Biodiversity and Exotic Species


© Danita LaSage

Biodiversity and Exotic Species

My first real experience with exotic species was more than 40 years ago, as a young child riding in through the south with my family. In the early morning the countryside looked ghostlike to me. Especially disturbing were the trees, shrouded in wisps of mist and completely covered by a choking overgrowth of a green vine. It was, of course, kudzu vine, marching steadily and irrevocably northward and covering everything in its path like a crawling green glacier.

Kudzu, introduced in the US in 1876, is one of the most familiar exotic species in the south. It grows up to a foot a day, and covers an estimated four million acres in the southern US. Attempts to control its growth costs millions yearly, and meet with only limited success. But it isn’t the only widespread exotic plant. According to Peter Bryant (Biodiversity and Conservation: A Hypertext Book), the introduction of exotic species is threatening 42% of the plant and animal species on the US Endangered Species List, second only to habitat loss in its importance.

The familiar tumbleweed (Russian thistle) often seen in western movies isn’t actually a western plant at all, according to Bryant, but was introduced to the west and has flourished there. Water hyacinth, an invasive plant species originally from South America, is choking lakes and intakes for water treatment and power plants worldwide. Zebra mussels, introduced accidentally by ships entering the Great Lakes, is steadily spreading down the Mississippi and Ohio Rivers and their tributaries. Zebra mussels are prolific, difficult to destroy, clog intakes for water treatment plants, and are displacing native mussels.

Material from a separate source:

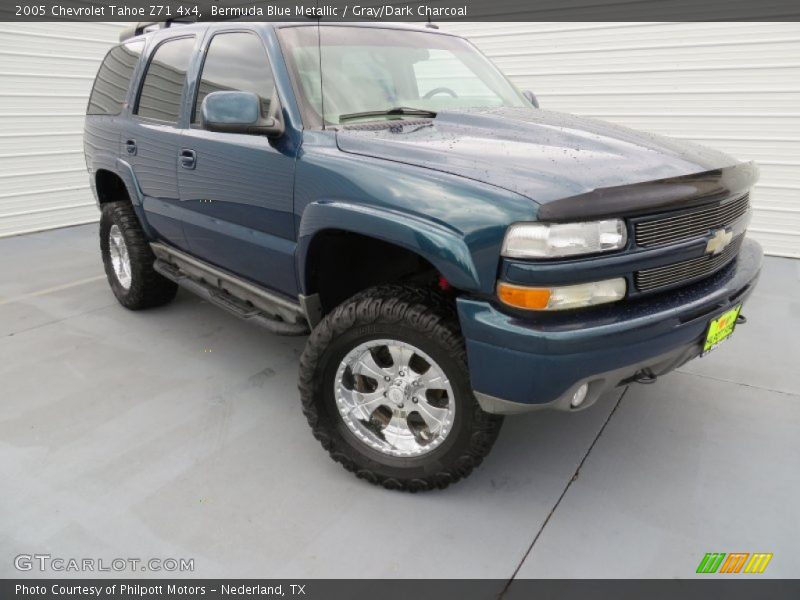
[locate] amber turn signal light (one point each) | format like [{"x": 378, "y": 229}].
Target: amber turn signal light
[{"x": 523, "y": 297}]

Starlings, a common and destructive pest in parts of the US, reportedly were brought to the US by a Shakespeare aficionado, whose goal was to introduce to this country every songbird mentioned in the Bard’s writings.

Plant and animal species do tend to migrate naturally due to factors such as climate change and land bridges, but these are typically slower changes. Often the resident ecological communities are able to adapt, providing the necessary checks and balances that produce a population equilibrium. But when new species are introduced deliberately or accidentally by man, the results can be disastrous. Predators which normally control the exotic are likely missing in the new environment. Prey species in the new environment may be unable to handle the introduction. And the new species may outcompete existing species for food, threatening to replace the natural population with the exotic one.